Example: PLS2, fixed size, varying components

We repeat the same idea for a PLS2 setting.

example_pls2 <- external_pls_benchmarks %>%
  filter(task == "pls2") %>%
  group_by(n, p, q) %>%
  filter(n == first(n), p == first(p), q == first(q)) %>%
  ungroup()

example_pls2_size <- example_pls2 %>%
  count(n, p, q, sort = TRUE) %>%
  slice(1L) %>%
  select(n, p, q)

example_pls2 <- external_pls_benchmarks %>%
  semi_join(example_pls2_size, by = c("n", "p", "q")) %>%
  filter(task == "pls2")
ggplot(example_pls2,
       aes(x = ncomp, y = median_time_s,
           colour = package, linetype = algorithm)) +
  geom_line() +
  geom_point() +
  scale_y_log10() +
  labs(
    x = "Number of components",
    y = "Median runtime (seconds, log scale)",
    title = "PLS2 benchmark, fixed (n, p, q)",
    subtitle = "Comparison across packages and algorithms"
  ) +
  theme_minimal()
ggplot(example_pls2,
       aes(x = ncomp, y = mem_alloc_bytes / 1024^2,
           colour = package, linetype = algorithm)) +
  geom_line() +
  geom_point() +
  labs(
    x = "Number of components",
    y = "Memory allocated (MiB)",
    title = "PLS2 benchmark, fixed (n, p, q)"
  ) +
  theme_minimal()

Short commentary

From these plots and the summary tables you can usually observe the following patterns.

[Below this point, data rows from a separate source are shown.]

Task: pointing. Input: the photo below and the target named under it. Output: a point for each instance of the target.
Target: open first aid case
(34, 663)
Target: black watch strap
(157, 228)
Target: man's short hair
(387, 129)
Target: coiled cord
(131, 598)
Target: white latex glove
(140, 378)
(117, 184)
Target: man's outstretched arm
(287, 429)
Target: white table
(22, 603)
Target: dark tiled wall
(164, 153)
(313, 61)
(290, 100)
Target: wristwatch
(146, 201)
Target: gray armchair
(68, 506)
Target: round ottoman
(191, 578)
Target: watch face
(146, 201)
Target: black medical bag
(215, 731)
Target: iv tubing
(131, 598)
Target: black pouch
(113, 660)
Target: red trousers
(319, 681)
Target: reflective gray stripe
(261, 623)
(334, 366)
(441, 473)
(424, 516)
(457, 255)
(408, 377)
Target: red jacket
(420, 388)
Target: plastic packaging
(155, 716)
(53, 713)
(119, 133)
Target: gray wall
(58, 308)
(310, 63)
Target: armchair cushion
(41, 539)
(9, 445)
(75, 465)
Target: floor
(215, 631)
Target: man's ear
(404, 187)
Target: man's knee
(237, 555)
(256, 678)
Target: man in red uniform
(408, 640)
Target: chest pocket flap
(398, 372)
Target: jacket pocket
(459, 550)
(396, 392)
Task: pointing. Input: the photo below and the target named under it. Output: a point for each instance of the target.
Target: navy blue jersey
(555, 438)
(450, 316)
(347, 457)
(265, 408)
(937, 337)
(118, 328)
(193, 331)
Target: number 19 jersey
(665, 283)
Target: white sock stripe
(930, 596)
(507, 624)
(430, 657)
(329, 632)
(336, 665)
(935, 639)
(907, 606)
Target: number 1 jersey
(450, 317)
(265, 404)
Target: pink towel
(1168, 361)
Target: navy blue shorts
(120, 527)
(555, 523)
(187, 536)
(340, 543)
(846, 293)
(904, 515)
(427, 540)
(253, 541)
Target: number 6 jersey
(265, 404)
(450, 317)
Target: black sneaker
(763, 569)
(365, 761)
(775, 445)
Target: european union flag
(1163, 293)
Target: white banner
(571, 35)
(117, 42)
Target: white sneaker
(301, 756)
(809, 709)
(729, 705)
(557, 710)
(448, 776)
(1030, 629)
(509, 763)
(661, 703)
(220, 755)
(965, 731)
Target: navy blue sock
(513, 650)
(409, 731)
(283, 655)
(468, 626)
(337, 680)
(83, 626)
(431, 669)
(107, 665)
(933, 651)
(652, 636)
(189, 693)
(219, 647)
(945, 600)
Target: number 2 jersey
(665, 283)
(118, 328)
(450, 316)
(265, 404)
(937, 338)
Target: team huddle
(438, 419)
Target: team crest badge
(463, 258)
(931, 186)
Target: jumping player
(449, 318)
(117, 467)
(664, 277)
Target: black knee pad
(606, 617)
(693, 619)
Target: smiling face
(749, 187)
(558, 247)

  • On small to moderate PLS1 problems, the dense bigPLSR SIMPLS backend is typically close to pls::simpls in terms of runtime, while favouring more explicit memory control.
  • On larger PLS1 and PLS2 configurations, the big memory streaming backends trade a small runtime penalty for a bounded memory footprint that does not depend on the number of observations.
  • Kernel based algorithms tend to react more strongly to increases in n or ncomp because the underlying Gram matrices scale quadratically in n.

Because the benchmarks are stored as a regular data frame, you can easily produce additional figures adapted to your application areas, for example by fixing n and q and varying p, or by comparing only one or two algorithms at a time.